Deambulámos um pouco pelas redondezas com uma curiosidade nostálgica, até chegarmos à residencial. A casa de granito era antiga e grande, assemelhando-se a um palacete. A frontaria principal era virada a poente e,  para se chegar lá,  tivemos de percorrer uma enorme latada de videiras em arco, desde o portão de entrada até à grande escadaria em frente, que dava para a zona nobre. Do lado esquerdo havia uma cozinha rústica com um forno a lenha, que outrora fora a serventia da criadagem, ao lado da qual se viam os restos de uma cavalariça. Atrás, numa leira mais acima, para onde se subia por umas escadas toscas, cresciam na parte central umas couves-galegas e, junto às paredes, numa espécie de canteiros, viam-se, já um pouco tisnadas pelo sol, umas açucenas brancas, que os donos da pensão costumavam vender por altura das comunhões no mês de Junho. Do lado direito, com uma entrada na parte lateral, junto a uma escadaria exterior, existia uma enorme cozinha com três frentes, numa das quais havia duas janelas e uma porta envidraçada, por onde entrava uma luz coada pela sombra de duas amoreiras. A cozinha confluía com o início da escadaria externa e era onde agora, no seu novo mobiliário de linhas clássicas, eram servidas as refeições, sobretudo os pequenos-almoços. Os hóspedes acediam até ela após transporem uma escada interior, em caracol, que se iniciava num átrio amplo sobre o qual uma clarabóia deixava entrar a claridade e de onde saía o fio de um enorme lustre.
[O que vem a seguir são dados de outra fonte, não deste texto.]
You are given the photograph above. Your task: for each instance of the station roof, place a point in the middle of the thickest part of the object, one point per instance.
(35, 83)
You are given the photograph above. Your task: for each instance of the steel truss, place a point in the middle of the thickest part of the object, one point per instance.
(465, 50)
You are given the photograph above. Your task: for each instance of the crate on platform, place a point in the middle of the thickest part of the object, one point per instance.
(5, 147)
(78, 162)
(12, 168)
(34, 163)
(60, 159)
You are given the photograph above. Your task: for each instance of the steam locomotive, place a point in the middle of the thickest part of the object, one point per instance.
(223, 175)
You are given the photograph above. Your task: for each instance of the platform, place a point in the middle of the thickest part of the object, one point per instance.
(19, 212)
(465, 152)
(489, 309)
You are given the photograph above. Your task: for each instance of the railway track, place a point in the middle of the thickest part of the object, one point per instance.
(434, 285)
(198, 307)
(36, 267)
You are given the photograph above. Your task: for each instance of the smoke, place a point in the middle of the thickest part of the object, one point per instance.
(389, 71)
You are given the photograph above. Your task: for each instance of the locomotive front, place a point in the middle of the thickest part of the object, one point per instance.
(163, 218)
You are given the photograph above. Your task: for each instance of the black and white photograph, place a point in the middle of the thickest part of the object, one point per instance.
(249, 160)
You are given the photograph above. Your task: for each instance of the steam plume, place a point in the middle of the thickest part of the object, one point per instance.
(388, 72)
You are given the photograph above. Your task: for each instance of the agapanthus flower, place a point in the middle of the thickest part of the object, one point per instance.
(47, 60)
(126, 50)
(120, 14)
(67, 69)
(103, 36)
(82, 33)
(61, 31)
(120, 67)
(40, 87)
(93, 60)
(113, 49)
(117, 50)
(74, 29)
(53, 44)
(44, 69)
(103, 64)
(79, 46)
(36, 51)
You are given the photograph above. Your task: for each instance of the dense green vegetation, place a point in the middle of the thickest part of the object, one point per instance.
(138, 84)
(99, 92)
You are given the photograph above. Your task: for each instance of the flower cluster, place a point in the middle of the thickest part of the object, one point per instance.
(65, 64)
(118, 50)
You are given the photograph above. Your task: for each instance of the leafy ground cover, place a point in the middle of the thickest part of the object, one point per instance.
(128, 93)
Grande parte da zona dos quartos, todos com janelas românticas, situava-se a nascente e isso acabou por tornar-se num inconveniente para mim. Na rua em frente havia uma igreja e do sino, de quinze em quinze minutos, repicavam as horas arrastadas de quem não consegue conciliar o sono, com o meu cérebro a querer saltar-me pelos olhos esburacando-os como se fosse um papa-formigas. Assim, no dia seguinte, tratámos de efectuar a mudança. Dois quartos da ala poente tinham acabado de ficar vagos.
Da antiga casa senhorial viam-se vestígios sobretudo nos grandes salões, transformados agora em salas de estar dotadas de cómodos sofás. Era aí que uns cavalheiros e umas damas, pintados em retratos antigos pendurados nas paredes, nos espiavam atónitos com as mudanças sofridas pelo palacete, adaptado aos tempos do turismo de habitação.
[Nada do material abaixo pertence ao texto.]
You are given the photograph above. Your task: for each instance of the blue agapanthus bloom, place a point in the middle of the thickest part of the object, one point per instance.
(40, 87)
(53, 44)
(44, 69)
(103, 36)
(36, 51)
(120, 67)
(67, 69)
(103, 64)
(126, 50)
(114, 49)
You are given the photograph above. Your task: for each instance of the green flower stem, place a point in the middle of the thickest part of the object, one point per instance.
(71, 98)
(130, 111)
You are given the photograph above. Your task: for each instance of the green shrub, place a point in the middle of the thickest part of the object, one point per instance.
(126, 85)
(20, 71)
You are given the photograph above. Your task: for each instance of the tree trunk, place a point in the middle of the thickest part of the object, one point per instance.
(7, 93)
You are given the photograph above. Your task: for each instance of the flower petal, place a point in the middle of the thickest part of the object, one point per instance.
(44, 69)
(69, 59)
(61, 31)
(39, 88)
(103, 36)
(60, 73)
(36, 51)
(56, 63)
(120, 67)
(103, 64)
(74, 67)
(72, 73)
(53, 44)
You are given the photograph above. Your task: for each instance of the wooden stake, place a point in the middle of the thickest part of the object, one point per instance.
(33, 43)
Foi a este cenário que os viajantes chegaram pelas vinte e duas horas de uma Sexta-feira em que a luz eléctrica, talvez zangada pelo vazio da Caniçada, fez a sua greve, restaurando a grande essência da noite, o medo. O apagão ocorrera por causa de uma trovoada, desde cedo a rebolar-se num céu envolto por uma atmosfera quente e cujos primeiros pingos de chuva nos obrigaram a retirar apressadamente a bagagem do carro. Seguiu-se a distribuição das velas, após o que iniciámos uma procissão que alumiava os retratos, dos quais os olhos se projectavam sobre nós numa devassa contínua e insistente.
Mal largámos as malas e as velas, esfomeados, procurámos, por entre as nesgas da escuridão, uma luz que nos alumiasse até uma tasca qualquer. A Casa Capela, um restaurante rústico e igualmente em granito, acabou por nos servir, à luz dos círios, um delicioso arroz de cabidela. Depois, como a electricidade continuasse renitente, voltamos para a mansão.
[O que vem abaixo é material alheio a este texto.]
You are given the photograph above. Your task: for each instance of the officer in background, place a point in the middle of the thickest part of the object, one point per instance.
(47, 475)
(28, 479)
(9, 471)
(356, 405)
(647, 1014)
Os miúdos ficaram no meu quarto, onde havia duas camas. Bárbara e eu dormimos juntas, como tantas vezes acontecia na casa da avó Beatriz. Contudo, antes de nos deitarmos, sentámo-nos as duas sobre duas pequenas almofadas, nuns banquinhos existentes nas janelas românticas. Estivemos algum tempo a observar os relâmpagos cuja luz entrava através dos vidros e das cortinas, enquanto eu, ao som dos trovões, invocava a Santa de Bárbara, sobretudo para serenar os garotos.
O Francisco, cheio de medo, deitara-se mal me preparava para apagar a vela, tapando a cabeça com a roupa da cama. Mas não sem antes idealizar um cenário de castelo assombrado em que as almas penadas retratadas nos salões iriam desempenhar os seus papéis de fantasmas ansiosos por uma noite tenebrosa como aquela para assustarem os hóspedes. E, do receio de ser importunado durante a noite pelos seres do outro mundo deu-me conta, naquele seu jeito engraçado:
− Ó Lena, estou cheio de medo. E se o homem dos bigodes vem aqui ao quarto tirar-nos a roupa e roubar-nos as malas? – perguntou, referindo-se a um dos retratos do átrio, junto da  clarabóia.
− Ó Francisco − apressa-se a irmã a tranquilizá-lo − não tenhas medo. A Lena está aqui e ela adora-nos tanto!...
De repente percebi que, para os garotos, sobretudo para Bárbara, eu era uma espécie de anjo da guarda, com aura e tudo, capaz de a proteger das diabruras do irmão, dos gritos da mãe e dos severos castigos do pai, os velhos chatos e maus em que ambos se haviam tornado por causa de uma autoridade espartana que, apesar de tudo, não tinham conseguido instituir. Sobretudo Salvador. E a culpa de tudo era a crença de que os filhos se educam com a comida na mão esquerda e o chicote na direita, se nenhum dos dois for canhoto, o que para Mercedes teria de ser invertido. Ela era, realmente, sinistra.
Consciente do meu papel, agora semelhante ao de Santa Bárbara apressei-me a sossegar o miúdo:
− Ó Francisco, os fantasmas não existem. Isso são coisas que se dizem quando queremos inventar algo para nos divertirmos. Já as trovoadas são as nuvens carregadas de água a chocarem umas com as outras e a fazerem aquelas faíscas antes de começar a chover, como vai acontecer daqui pouco. Além disso, achas que eles queriam os teus calções para alguma coisa? Só se fosse para fazerem chapéus − disse, brincando, dando uma no cravo e outra na ferradura.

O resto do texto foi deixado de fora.